Cannes 2015, 12e jour : un palmarès de pourquoi pas

L'acteur français Vincent Lindon, prix d'interprétation masculine au Festival de Cannes 2015 pour son rôle dans "La loi du march" de Stéphane Brizé.

L’acteur français Vincent Lindon, prix d’interprétation masculine au Festival de Cannes 2015 pour son rôle dans “La loi du marché” de Stéphane Brizé. (c) Moland Fengkov.

Quand les organisateurs du Festival de Cannes  annoncent le nom du président du jury, on cède souvent au réflexe d’imaginer ce à quoi pourrait ressembler le palmarès à l’aune de la filmographie dudit président, de sa personnalité, de son univers. Avec les frères Coen, que pouvait-on espérer ? Un film audacieux, certainement, maîtrisé, sans doute, dont le sujet prendrait autant de place que sa mise en scène, à coup sûr.
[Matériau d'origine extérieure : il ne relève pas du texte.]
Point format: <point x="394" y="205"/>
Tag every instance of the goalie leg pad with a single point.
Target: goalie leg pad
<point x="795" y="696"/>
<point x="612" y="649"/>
Seulement voilà. La 68e édition du festival proposait des films en compétition qui, au fil des jours, pouvaient pour la plupart prétendre à la tant convoitée Palme d’or. Chaque nouveau film en lice projeté s’accompagnait de son torrent d’éloges : “La véritable claque du festival !”, “notre Palme d’or !“, “[…] écrase la concurrence !” Jia Zhangke, Hou Hsiao Hsien, Jacques Audiard, Paolo Sorrentino, Nanni Moretti, Laszlo Nemes… Autant de réalisateurs qui ont séduit une large frange du public et des critiques. Autant de films qui laissaient présager d’un palmarès à géométrie variable, où chaque prix aurait pu revenir au voisin. Partant, il s’avérait difficile de dégager un véritable favori. Il est donc naturel que le palmarès délivré le 24 mai 2015 par le jury divise, ravissant les uns pour mieux faire grincer les dents des autres.

Le réalisateur hongrois Laszlo Nemes grand prix du   Festival de Cannes 2015 pour "Le fils de Saul"  le 24 mai 2015.

Le réalisateur hongrois Laszlo Nemes grand prix du Festival de Cannes 2015 pour “Le fils de Saul” le 24 mai 2015. (c) Moland Fengkov.

Si, comme ses prédécesseurs, le jury a affiché une solidarité, affirmant que le film qui repart avec la Palme a joui d’un consensus dans ses rangs, il aura su déjoué les pronostics à bien des égards. Malgré une concurrence rude, le prix d’interprétation masculine décerné à Vincent Lindon pour sa magistrale performance dans La loi du marché (critique du film) de Stéphane Brizé ne constitue pas une surprise et personne n’ose vraiment le contester. Même si Vincent Cassel, Michael Caine, Tim Roth, Gérard Depardieu, Benicio Del Toro ou encore Colin Farrell et Michael Fassbender pouvaient espérer figurer à cette place du palmarès. Car cette année, les acteurs se sont particulièrement illustrés.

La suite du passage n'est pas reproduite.